An insightful and objective look at viticulture and winemaking from the Lodi
Appellation and the growers and vintners behind these crafts. Told from the
perspective of multi-award winning wine journalist, Randy Caparoso.

Randy Caparoso
 
September 7, 2014 | Randy Caparoso

The last of Lodi’s rare ancient vine Alicante Bouschet

The blindingly scarlet colors of Mohr-Fry Ranches Alicante Bouschet in 2012, just before being uprooted

The blindingly scarlet colors of Mohr-Fry Ranches Alicante Bouschet in 2012, just before being uprooted

Harmony Wynelands has recently released the last of its wines from one of the Lodi AVA's most venerated ancient vine plantings: Mohr-Fry Ranches' twelve and a half acres of Alicante Bouschet, which originally went into the ground in 1921, but was completely torn out following the 2012 vintage.

Winemaker Shaun MacKay

Winemaker Shaun MacKay

The 2012 Harmony Wynelands Lodi Alicante Bouschet ($30), sourced completely from these 91-year old plants, is an opaque, vividly pigmented red wine with a dense, full, meaty yet svelte and zesty body. Its pure fruit profile – framed by unobtrusive brushstrokes of sweet oak – suggests concentrated elderberry/dried cherry-like perfumes, which turn into bouncy, buoyant, boysenberryish sensations on the palate.

Says winemaker Shaun MacKay, "Ironically, the last of our Mohr-Fry Alicantes may have been our best. The acidity is all natural, and the alcohol was just 13.6% – the lowest we had ever done with this wine. That's why I like it so much – it has that classic combination of intensity and balance. I think it's going to be another medal winner."
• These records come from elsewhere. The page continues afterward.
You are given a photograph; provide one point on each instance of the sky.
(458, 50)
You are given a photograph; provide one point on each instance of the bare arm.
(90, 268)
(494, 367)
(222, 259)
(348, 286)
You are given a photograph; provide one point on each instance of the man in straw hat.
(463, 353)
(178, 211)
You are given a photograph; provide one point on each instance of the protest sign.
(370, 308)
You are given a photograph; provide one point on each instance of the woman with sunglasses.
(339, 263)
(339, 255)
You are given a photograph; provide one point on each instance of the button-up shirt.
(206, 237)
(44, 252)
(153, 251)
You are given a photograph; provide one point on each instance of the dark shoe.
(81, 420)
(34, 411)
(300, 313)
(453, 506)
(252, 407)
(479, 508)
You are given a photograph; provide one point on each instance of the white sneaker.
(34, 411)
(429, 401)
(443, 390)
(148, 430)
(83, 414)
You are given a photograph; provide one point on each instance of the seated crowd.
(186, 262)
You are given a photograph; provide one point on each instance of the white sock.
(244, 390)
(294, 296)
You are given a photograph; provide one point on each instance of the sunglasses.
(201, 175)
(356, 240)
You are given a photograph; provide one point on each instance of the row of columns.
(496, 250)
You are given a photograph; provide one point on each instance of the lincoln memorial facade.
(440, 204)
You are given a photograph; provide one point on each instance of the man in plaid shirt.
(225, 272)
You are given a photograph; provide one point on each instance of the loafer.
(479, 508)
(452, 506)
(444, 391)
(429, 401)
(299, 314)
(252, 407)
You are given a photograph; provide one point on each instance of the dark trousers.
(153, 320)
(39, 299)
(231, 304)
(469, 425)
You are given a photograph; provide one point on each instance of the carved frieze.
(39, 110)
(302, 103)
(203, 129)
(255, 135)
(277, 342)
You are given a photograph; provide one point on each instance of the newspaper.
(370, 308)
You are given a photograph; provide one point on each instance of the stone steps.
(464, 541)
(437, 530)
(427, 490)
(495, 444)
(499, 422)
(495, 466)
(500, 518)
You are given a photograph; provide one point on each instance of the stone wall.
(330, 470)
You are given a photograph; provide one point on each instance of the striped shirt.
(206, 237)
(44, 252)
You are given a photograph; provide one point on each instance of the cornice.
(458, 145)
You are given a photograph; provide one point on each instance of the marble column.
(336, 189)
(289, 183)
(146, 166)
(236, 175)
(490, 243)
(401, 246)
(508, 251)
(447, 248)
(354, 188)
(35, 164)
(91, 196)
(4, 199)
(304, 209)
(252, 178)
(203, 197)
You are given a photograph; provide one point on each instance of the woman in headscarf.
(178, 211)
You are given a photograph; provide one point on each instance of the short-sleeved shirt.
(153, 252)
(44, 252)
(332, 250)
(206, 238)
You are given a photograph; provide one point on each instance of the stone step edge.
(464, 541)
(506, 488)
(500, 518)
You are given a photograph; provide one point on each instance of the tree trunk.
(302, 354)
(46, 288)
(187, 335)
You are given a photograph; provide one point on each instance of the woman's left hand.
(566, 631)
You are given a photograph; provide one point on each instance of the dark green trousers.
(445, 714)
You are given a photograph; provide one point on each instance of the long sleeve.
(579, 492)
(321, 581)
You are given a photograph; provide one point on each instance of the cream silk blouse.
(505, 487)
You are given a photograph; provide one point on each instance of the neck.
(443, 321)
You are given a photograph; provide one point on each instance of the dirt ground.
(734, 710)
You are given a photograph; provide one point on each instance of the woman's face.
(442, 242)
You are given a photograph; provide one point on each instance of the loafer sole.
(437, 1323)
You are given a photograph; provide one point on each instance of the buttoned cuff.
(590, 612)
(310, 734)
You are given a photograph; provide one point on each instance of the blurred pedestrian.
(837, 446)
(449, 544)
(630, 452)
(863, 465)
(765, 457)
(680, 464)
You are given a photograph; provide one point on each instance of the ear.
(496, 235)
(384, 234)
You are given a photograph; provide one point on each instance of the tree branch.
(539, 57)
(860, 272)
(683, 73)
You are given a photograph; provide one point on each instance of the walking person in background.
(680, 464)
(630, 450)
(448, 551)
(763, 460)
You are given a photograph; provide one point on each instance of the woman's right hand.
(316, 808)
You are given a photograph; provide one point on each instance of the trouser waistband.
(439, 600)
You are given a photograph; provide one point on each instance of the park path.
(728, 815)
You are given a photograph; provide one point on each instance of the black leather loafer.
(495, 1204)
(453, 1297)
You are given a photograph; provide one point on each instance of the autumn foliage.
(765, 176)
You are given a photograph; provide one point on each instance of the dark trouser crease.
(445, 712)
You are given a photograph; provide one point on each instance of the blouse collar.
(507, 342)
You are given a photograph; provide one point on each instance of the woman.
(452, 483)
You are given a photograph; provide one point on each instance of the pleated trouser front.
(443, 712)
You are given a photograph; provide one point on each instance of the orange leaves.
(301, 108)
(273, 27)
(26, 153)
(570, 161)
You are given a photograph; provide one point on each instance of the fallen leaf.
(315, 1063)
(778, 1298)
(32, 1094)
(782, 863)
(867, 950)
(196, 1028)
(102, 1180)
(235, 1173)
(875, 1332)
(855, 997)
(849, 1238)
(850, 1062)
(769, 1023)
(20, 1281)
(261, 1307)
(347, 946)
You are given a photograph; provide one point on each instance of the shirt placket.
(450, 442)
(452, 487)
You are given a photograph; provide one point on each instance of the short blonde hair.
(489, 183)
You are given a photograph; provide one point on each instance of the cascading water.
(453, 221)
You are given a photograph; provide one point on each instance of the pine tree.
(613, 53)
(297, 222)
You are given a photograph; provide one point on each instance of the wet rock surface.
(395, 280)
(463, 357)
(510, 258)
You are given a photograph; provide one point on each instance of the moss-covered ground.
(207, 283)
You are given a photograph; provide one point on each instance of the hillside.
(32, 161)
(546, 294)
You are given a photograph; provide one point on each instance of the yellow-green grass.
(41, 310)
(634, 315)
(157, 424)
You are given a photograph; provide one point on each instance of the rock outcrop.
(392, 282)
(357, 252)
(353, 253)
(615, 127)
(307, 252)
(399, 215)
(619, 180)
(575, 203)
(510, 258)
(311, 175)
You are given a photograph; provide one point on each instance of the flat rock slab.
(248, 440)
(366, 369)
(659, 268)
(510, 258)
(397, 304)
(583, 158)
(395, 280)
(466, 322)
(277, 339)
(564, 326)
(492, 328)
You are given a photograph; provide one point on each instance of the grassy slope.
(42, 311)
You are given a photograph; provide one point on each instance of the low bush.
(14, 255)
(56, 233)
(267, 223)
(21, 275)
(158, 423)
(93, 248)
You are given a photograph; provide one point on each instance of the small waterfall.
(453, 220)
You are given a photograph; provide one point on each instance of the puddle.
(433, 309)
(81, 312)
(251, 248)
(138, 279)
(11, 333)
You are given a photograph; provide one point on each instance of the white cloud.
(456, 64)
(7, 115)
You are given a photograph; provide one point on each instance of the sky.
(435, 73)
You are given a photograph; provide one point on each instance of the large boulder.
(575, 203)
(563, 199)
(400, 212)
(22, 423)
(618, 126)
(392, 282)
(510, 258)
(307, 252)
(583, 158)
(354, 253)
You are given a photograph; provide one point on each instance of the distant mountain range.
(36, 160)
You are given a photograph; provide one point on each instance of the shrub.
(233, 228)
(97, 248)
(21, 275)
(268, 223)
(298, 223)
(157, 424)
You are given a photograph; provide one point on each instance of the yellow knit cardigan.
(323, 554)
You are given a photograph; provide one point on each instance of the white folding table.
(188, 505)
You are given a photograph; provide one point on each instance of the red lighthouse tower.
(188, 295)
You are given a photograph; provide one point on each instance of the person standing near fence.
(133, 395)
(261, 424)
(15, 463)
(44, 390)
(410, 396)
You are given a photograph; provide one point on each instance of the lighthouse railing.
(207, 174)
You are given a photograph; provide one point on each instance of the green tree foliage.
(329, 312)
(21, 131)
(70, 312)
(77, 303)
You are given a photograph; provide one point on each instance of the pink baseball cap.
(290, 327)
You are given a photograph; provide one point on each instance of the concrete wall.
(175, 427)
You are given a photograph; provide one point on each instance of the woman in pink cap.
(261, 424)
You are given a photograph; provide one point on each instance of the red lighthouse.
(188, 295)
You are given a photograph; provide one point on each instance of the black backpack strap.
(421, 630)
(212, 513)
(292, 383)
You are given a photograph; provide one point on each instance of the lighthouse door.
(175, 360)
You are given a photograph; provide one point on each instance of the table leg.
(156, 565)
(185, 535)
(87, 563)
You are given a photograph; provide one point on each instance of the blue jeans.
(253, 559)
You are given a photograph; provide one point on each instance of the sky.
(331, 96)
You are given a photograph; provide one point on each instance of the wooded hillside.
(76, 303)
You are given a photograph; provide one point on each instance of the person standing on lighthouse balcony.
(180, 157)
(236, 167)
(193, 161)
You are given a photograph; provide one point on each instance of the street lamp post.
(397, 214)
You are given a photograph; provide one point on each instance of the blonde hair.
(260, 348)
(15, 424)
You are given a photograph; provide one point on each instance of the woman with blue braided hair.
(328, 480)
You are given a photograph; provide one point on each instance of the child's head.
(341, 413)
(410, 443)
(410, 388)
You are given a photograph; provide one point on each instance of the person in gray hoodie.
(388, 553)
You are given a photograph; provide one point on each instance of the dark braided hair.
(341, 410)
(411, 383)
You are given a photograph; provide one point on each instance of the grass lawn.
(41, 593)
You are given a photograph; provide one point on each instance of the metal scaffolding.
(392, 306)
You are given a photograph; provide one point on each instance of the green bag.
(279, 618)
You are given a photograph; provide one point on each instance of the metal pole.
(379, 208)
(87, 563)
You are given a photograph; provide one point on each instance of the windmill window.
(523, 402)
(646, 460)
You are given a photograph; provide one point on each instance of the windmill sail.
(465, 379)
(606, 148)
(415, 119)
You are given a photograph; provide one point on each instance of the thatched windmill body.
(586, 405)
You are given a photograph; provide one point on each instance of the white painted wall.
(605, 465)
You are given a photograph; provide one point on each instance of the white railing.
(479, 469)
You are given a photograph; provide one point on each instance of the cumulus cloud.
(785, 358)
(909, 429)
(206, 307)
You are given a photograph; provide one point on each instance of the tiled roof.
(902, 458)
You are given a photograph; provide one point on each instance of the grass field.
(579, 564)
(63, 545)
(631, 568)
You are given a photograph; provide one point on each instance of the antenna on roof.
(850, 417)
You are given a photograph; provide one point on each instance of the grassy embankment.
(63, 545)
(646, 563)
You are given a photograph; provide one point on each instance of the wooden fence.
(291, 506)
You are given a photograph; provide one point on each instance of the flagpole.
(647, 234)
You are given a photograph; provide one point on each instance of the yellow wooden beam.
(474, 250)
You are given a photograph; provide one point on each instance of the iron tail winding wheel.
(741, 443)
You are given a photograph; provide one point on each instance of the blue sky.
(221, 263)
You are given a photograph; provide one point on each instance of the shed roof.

MacKay is referring to the fact that three previous vintages of Harmony Wynelands Alicante Bouschet have won gold medals at the San Francisco Chronicle Wine Competition; especially since, in recent years, judges have been leaning more towards wines that are lower in alcohol, and with less overripe, sweet fruit aromatics.

Granted, of course, Harmony Wynelands' Alicante Bouschet has stood out because, outside of Lodi, there's virtually no other varietal Alicante Bouschets produced. Although an obscurity in the U.S., the grape is still the twelfth most widely planted red wine variety in France, where it was originally developed in 1866 as a cross of two varieties of Vitis ViniferaPetit Bouschet x Grenache – by Henri Bouschet (Petit Bouschet itself was another vinifera crossing, created by Bouschet's father, Louis Bouschet).

Alicante Bouschet is also one of the few varieties of Vitis vinifera that is a teinturier: a grape with red, rather than white, colored juice (the pulp of most vinifera, such as Zinfandel, Pinot Noir and Chardonnay, is a clear white). Once upon a time, Alicante Bouschet was the second most planted wine grape in California; seeing its heyday during Prohibition years because of its thick, dark skin, and ability to withstand long train rides from California to the East Coast to get to home winemakers.

The red pulp of Alicante Bouschet

The red pulp of Alicante Bouschet

But good things invariably come to an end. The reason why the 91-year old Mohr-Fry vines were torn out was because of a succession of vintages, especially 2010 and 2011, when grapes struggled to fully ripen, and yields were barely a ton and a half per acre. And because even ancient vine Alicante Bouschet does not command lofty prices, costs of farming became higher than yields.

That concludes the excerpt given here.